Leda was going to take it easy with her knee. I wanted to run right under two hours, so my other friend (who’s training for Boston) said she was going to stay with me. I’ve set several PRs in local races trying to catch her, so I didn’t object.

The first few miles went off without a hitch. We settled into a rhythm. Some miles a little bit faster than I thought was ok, but maybe I could hang. My fast friend said she’d pull me up those hills by my braid if she had to, to keep me going. 🙂

The first big climb was in mile 5 when you run up a ramp to get to that darn iconic bridge they keep putting in this race. I don’t like that bridge. I scooted over as far on the inside as I could to make the circular climb, and wondered why so many people were running along the outside edge. It’s just like a track –  you run on the inside lane for the least distance. Especially on a hill. But maybe that’s just me.

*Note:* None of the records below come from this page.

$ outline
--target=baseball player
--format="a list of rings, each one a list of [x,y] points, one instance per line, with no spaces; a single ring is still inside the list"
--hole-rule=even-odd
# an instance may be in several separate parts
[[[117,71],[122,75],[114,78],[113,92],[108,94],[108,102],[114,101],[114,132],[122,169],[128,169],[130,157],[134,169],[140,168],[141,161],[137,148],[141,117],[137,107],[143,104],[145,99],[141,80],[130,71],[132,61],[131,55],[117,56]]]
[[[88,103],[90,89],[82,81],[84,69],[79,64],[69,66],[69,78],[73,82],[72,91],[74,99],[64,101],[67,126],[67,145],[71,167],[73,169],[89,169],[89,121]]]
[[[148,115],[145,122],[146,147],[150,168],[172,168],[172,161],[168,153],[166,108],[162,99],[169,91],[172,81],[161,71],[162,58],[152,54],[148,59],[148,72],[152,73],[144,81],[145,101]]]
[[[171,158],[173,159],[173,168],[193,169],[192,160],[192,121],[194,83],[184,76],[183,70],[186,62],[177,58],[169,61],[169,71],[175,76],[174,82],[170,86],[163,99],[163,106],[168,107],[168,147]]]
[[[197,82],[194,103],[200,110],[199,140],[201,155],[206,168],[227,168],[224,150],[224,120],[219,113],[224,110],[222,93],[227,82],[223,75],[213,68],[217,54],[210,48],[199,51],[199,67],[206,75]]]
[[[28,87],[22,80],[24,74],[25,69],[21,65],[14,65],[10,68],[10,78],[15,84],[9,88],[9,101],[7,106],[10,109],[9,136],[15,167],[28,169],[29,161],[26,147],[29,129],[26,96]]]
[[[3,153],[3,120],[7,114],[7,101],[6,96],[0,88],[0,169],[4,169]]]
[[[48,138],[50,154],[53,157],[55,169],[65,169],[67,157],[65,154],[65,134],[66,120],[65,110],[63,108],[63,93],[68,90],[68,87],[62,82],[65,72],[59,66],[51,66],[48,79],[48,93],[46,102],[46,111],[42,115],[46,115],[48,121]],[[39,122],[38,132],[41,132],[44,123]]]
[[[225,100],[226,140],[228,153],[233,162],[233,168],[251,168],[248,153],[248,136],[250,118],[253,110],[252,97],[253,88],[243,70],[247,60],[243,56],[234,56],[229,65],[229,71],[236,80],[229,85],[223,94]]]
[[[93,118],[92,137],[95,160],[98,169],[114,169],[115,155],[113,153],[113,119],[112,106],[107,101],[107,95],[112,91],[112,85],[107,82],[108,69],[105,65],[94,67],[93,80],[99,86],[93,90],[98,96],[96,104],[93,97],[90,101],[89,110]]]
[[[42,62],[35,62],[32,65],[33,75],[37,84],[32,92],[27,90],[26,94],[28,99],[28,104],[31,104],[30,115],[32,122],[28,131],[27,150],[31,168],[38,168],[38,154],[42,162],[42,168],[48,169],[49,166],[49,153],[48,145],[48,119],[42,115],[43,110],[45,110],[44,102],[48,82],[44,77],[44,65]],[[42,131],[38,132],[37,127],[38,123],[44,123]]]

On the bridge, my friend got some good pictures. It really is pretty once you get past the climb, but oh man…

The Iconic Bridge

I refilled my bottle around the halfway point, adding 1 1/2 tablets of Nuun. So far I was hanging on to a 2 hour pace. Then the hills kicked my butt. On the last steep hill I couldn’t hang with my fast friend, but I kept running. I took my coach’s suggestion that if the weather was too much, slow and just have fun. When I crested the top, she came back to me. “You’re not getting rid of me,” she said. She ran alongside me, chatting and making sure I was good. I took a couple of short walk breaks, mostly to keep from throwing up. I can tell when the heat/humidity has gotten to me when I feel like puking. I also don’t think it’s worth it to puke in a race. That’s not fun to me. So we slowed down and focused on other things. We saw a few runners down surrounded by medical/runners in the last couple of miles, and we would exchange concerned looks. That always gets to me, because I think about them and hope they’re okay. After the race, my friend told us she kept looking back at me to make sure I still had some color in my face.

We made it to the last bridge and began the descent down to the finish. I do love the way they run the course through to finish. Spectators cheering on both sides, a nice downhill, Dallas Cowboys cheerleaders, and then the last turn. I didn’t have any gas left in the tank, but I pushed through and we finished together.

Then I got my chocolate milk!

Side note: Chocolate milk is my number one choice for recovery after a long or hard workout. More on the benefits of chocolate milk for recovery can be found here: https://builtwithchocolatemilk.com/science/workout-recovery

 

Even though I didn’t hit my time goal, I still had lots of fun with my friends. Finish time was 2:06, which was the same as last year. It’s a tough course, but I did feel like a stronger runner this year. I just need to get my body to cooperate in the humidity. The finish on Reunion Lawn is a great place for a post-race party.

So, what is next?

After training for marathons from August through February, then RNR half in March, and a half coming up in two weeks…I’m actually ready to cut back and run some fast races: 5ks, 10ks, even a sprint triathlon. I’m also working on some other things to get ready for fall. I’m not losing sight of my big goals.